Bombings and gun attacks killed at least 11 more people elsewhere in the capital, Kirkuk, Mosul and Jbala, authorities said.

In Baghdad's Shiite slum of Sadr City, about 1,000 demonstrators rallied to support the governing Shiite religious coalition, the United Iraqi Alliance, which took a large lead in preliminary results from the Dec. 15 parliamentary elections.

Those results have been attacked by Sunni Arab and secular Shiite parties, which charge the election was tainted by fraud and other irregularities.

The Alliance, headed by cleric Abdul-Aziz al-Hakim, denies there was any fraud and is urging Iraqis to accept the results as it tries to form a "national unity" government drawing people from all communities.

Sunni Arabs staged smaller demonstrations in Fallujah and Baqouba to support demands from Sunni and secular Shiite parties for a rerun of the election.

In Fallujah, a former insurgent stronghold in western Anbar province, local government offices closed to support the protest.

"We decided to have a sit-in today and stop work in government offices to convey our demands for a rerun of elections," said Fallujah's mayor, Dhari al-Arsan.

Iraqi President Jalal Talabani, a member of the Kurdish minority, sought to calm tensions by saying Sunday that all factions will have a role in the new government.

"The government will not be formed without the Sunni Arabs," Talabani told reporters in the northern resort town of Dukan, where he met with Kurdish leader Massoud Barzani and the U.S. ambassador to discuss the political situation.

Talabani said there must be a "consensus government that preserves national unity."

He said the rights of the Kurdish people must also be guaranteed.

All of the election complaints demonstrate the difficulty that Iraqi parties will face in forming a government after final election results are released in early January.

About 1,500 complaints have been lodged about the elections, including at least 35 that the Iraqi election commission said could be serious enough to change the results in certain areas.

Copyright 2005 Associated Press.

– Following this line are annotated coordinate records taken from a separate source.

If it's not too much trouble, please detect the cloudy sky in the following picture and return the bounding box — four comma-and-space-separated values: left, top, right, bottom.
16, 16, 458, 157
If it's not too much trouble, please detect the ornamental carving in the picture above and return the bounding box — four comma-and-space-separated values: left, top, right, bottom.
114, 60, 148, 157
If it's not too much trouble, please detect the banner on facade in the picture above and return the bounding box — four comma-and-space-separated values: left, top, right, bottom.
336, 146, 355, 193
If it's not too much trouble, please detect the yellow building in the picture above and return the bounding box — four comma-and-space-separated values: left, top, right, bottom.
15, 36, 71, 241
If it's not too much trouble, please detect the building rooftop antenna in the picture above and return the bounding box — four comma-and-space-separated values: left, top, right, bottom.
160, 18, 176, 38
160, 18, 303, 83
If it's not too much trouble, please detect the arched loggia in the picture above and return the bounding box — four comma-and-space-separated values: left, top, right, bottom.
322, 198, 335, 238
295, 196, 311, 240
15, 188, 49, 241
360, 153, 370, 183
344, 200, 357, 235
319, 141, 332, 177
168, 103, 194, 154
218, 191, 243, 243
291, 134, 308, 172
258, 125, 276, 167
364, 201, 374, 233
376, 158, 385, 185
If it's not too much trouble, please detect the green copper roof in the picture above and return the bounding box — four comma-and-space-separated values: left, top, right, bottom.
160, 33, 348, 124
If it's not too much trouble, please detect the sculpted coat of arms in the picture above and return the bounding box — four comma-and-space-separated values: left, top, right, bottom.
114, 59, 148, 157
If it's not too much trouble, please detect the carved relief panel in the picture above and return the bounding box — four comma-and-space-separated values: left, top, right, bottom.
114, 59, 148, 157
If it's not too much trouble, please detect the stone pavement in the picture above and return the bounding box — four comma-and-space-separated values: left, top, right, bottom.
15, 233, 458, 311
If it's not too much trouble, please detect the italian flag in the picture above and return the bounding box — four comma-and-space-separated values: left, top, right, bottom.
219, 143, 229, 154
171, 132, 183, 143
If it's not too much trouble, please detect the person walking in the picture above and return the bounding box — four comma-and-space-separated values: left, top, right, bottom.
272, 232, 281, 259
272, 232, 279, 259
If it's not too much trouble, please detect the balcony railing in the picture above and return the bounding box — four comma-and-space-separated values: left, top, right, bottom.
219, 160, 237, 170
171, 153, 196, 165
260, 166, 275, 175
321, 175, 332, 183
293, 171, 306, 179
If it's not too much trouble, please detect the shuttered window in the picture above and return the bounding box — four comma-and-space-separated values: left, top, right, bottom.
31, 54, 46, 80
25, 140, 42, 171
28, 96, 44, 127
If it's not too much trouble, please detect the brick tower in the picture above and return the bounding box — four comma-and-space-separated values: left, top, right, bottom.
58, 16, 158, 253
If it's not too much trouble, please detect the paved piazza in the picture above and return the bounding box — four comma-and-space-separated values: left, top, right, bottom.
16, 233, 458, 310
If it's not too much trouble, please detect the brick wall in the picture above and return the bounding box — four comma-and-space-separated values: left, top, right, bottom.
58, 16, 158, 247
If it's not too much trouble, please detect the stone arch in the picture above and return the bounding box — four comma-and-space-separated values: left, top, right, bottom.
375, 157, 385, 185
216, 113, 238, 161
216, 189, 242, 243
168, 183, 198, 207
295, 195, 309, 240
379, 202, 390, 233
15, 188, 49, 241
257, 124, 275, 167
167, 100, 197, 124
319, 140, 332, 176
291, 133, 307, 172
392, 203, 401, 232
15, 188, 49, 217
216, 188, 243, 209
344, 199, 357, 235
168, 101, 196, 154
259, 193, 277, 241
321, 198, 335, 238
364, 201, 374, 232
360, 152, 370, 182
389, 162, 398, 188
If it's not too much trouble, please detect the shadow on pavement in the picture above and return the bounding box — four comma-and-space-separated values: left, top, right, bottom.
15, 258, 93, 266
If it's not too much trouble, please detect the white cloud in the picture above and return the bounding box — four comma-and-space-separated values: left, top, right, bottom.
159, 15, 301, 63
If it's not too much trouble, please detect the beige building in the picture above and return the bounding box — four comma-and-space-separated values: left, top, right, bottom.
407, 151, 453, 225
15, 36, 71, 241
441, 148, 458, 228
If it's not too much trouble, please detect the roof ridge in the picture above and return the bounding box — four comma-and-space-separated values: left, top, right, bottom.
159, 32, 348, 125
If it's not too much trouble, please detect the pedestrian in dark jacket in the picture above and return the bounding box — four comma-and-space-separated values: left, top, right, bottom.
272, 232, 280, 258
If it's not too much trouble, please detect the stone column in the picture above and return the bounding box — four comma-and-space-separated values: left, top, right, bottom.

All rights reserved. This material may not be published broadcast, rewritten, or redistributed

Commentary:
This is one of those really odd stories. On one hand, when we turned over prisons to Iraqis they abused, tortured and probably killed inmates (the same things Bush did in his secret prisons). On the other hand we're months away from leaving Iraq and they still don't have a working police force, prison system or military. What will historians say; "'How to Lose the Peace" Chapter 1: The Bush Occupation and Defeat?'

Don't forget, Iraqis military is hunting down and killing its political opposition - the same as Saddam. And they're doing it under our noses.